Um bom começo seria expelirmos, como já vem ocorrendo nos Estados Unidos, o presidente mais idiossincrático da nossa história.
Boçalnaro, o ignaro, exibe todos os defeitos dos estilos aventureiros do homem da vassoura e do caçador de marajás, juntos e piorados: afinal, não é culto como o primeiro nem suficientemente perspicaz para perceber a chegada da hora de largar o osso como o segundo, que se conformou em vazar entes que o barco estivesse afundando com todos os brasileiros a bordo.
Quanto ao Collor, o intrépido similar que alardeava ter aquilo roxo, de triste memória na recente e trágica história brasileira de uma tímida e inacabada redemocratização, é impossível nele enxergarmos alguma outra virtude, já que são iguais até nas fanfarronices infantis imagéticas como pretensos super-homens que voam em jatos supersônicos ou atravessam o mar de jet ski para ir ao encontro de uma claque de apoiadores na praia.
Com Boçalnaro, o que está péssimo deve se tornar insuportável!!!
Os sinais claros desse esgotamento do qual vimos falando há tempos estão sendo tornados públicos por órgãos institucionais e pela grande mídia, como que a comprovar empiricamente os prognósticos e vaticínios baseados na crítica da economia política mais racional, isenta de devaneios dos economistas capitalistas como Paulo Guedes (ou seja, aqueles que negam o óbvio e tentam jogar a culpa da debacle em fatores exógenos como a pandemia, que apenas agravou o quadro mundial caótico preexistente).
A pandemia não é causa da depressão econômica, da falência do Estado e da intensificação da miséria, mas a consequência de um modelo de relação social esgotado
Este, mesmo com todos os avanços tecnológicos obtidos pela humanidade (apesar dos entraves limitantes da ciência pela forma-valor), é incapaz de promover o atendimento médico eficaz e o isolamento social sustentável, que reduziriam significativamente o contágio e os óbitos (que se aproximam de 2 milhões mundo afora).

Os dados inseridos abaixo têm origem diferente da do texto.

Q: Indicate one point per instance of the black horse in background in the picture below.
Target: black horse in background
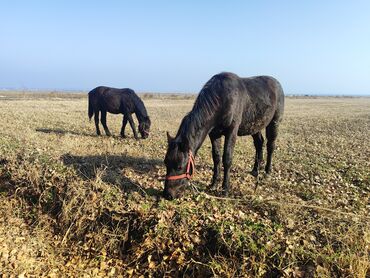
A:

Vejamos alguns números mais recentes da debacle econômica:
— contração prevista da economia mundial, da ordem de 3% do PIB global, em 2021;
— dívida pública bruta dos Estados Unidos, maior economia mundial, devendo superar 100% do PIB (prevê-se 100,79%) em 2021, algo que não ocorria desde a 2ª Guerra Mundial;
— dívida pública em relação ao PIB anual explodindo em países importantes como Japão (269,2%), Reino Unido (108,08%), França (116,35%), Itália (162,3%), Canadá (109,72%) e Grécia (233,38%);
— queda do crescimento do PIB chinês em 2020, o que causa muita preocupação no resto da mundo, ainda mais com a crescente dívida pública e privada chinesa tendendo a 300% do PIB;
— vertiginoso aumento da dívida pública em relação ao PIB em países da periferia capitalista como o Brasil (91%); Argentina (73,91%); e México (72,88%);
— a possibilidade, admitida pelo FMI, de que o quadro atual seja ainda pior do que o gerador da crise do subprime estadunidense, que quase levou o sistema bancário internacional ao colapso, de vez que 90% dos países desenvolvidos estão com suas economias fragilizadas.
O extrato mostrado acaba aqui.